November 1, 2007 - ...from the penitentiary to Congress
From 1933 to 1946, Illinois Representative Everett Dirksen sent weekly newsletters back to his constituents. These primary sources offer a glimpse into the daily workings of Congress during the Great Depression and World War II, and have been digitized by the Dirksen Confressional Center, a non-for-profit that seeks "to improve civic engagement by promoting a better understanding of Congress and its leaders through archival, research, and educational programs." The letters also offer insight into Dirksen's colleague as shown in his first newsletter describing a Representative from Minnesota.
From Minnesota comes a Member named Shoemaker, who in his Congressional biography stated, "from the penitentiary to Congress. Others often go from Congress to the penitentiary." His right to have the oath administered was challenged and after much debate, he was seated. Congressman Shoemaker is a newspaper editor.
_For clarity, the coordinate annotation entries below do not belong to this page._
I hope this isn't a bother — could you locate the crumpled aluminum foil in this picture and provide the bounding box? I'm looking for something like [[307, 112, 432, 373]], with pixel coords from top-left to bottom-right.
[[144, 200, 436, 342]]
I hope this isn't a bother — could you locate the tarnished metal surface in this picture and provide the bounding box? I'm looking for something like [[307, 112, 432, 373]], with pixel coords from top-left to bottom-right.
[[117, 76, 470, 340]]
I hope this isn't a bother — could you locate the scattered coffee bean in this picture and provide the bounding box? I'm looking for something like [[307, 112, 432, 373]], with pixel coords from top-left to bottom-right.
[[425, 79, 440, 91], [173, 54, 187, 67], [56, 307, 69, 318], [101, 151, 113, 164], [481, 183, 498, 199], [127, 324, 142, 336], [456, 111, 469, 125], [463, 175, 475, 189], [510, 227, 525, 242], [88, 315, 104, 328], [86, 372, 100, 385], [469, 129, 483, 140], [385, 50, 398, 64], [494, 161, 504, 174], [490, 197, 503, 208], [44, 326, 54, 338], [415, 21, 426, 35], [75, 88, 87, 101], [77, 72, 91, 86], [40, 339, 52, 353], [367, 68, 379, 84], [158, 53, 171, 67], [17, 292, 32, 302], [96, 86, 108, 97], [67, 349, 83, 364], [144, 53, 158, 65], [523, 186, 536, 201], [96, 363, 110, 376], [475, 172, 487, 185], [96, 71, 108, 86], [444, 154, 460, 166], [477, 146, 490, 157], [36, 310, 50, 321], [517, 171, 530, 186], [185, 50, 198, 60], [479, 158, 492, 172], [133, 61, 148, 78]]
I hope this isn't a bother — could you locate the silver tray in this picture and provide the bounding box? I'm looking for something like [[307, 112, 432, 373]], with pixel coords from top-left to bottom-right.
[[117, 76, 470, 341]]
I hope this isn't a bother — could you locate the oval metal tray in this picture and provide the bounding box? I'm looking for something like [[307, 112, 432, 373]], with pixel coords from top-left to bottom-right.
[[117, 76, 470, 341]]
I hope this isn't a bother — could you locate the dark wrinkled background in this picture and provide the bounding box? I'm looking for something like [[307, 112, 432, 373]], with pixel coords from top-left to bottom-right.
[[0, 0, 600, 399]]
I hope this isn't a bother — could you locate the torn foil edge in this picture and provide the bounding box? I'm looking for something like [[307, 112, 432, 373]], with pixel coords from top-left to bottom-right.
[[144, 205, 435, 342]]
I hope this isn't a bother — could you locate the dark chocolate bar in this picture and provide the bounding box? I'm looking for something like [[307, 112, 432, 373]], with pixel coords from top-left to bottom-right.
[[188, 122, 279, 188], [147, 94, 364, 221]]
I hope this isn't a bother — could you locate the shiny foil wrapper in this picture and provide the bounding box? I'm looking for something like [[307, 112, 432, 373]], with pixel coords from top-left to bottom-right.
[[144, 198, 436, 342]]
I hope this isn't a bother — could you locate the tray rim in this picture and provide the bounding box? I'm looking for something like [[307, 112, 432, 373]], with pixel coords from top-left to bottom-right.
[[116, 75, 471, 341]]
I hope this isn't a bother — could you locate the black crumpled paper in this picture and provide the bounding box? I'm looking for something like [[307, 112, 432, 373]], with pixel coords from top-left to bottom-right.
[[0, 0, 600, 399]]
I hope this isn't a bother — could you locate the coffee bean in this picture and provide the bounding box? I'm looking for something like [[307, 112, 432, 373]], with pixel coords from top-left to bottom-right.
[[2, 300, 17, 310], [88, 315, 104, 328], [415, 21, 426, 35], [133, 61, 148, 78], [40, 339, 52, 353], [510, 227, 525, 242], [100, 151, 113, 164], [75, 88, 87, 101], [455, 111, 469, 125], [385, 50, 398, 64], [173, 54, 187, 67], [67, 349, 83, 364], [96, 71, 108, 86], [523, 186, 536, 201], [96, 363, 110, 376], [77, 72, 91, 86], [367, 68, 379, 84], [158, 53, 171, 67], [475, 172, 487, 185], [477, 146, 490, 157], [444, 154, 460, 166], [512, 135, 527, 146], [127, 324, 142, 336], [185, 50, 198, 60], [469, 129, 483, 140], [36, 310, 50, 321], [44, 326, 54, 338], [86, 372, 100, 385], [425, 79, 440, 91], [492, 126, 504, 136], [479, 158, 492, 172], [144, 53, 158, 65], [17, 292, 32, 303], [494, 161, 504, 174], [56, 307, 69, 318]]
A few years ago, he learned that a crooked banker had attempted to pay what was due on a certain trust fund to a widow and her children, in spurious bonds and at once began a crusade in behalf of this family with the result that the banker was compelled to pay the family in proper money with 6% interest for the time he withheld it. The banker, in a letter, upbraided Shoemaker whereupon, he sent the banker a letter, and on the envelope below the banker,s name wrote, "Robber Of Wiidows And Orphans". This constitutes defamation under the Postal laws and on indictment and conviction Shoemaker was sentenced to Leavenworth for one year and one day. After his discharge from penitentiary, he immediately became a candidate for Congress and was elected. Under Minnesota law, anyone convicted of a felony has no civil rights unless they are restored by the legislature. Consequently, his right to a seat in Congress was challenged. But he was seated.
Representative Francis Henry Shoemaker served one term in Congress (1933-1935) and represented the Minnesota Farmer-Labor Party. The Party merged with the Democratics in 1944 to from the Democratic Farmer Labor Party.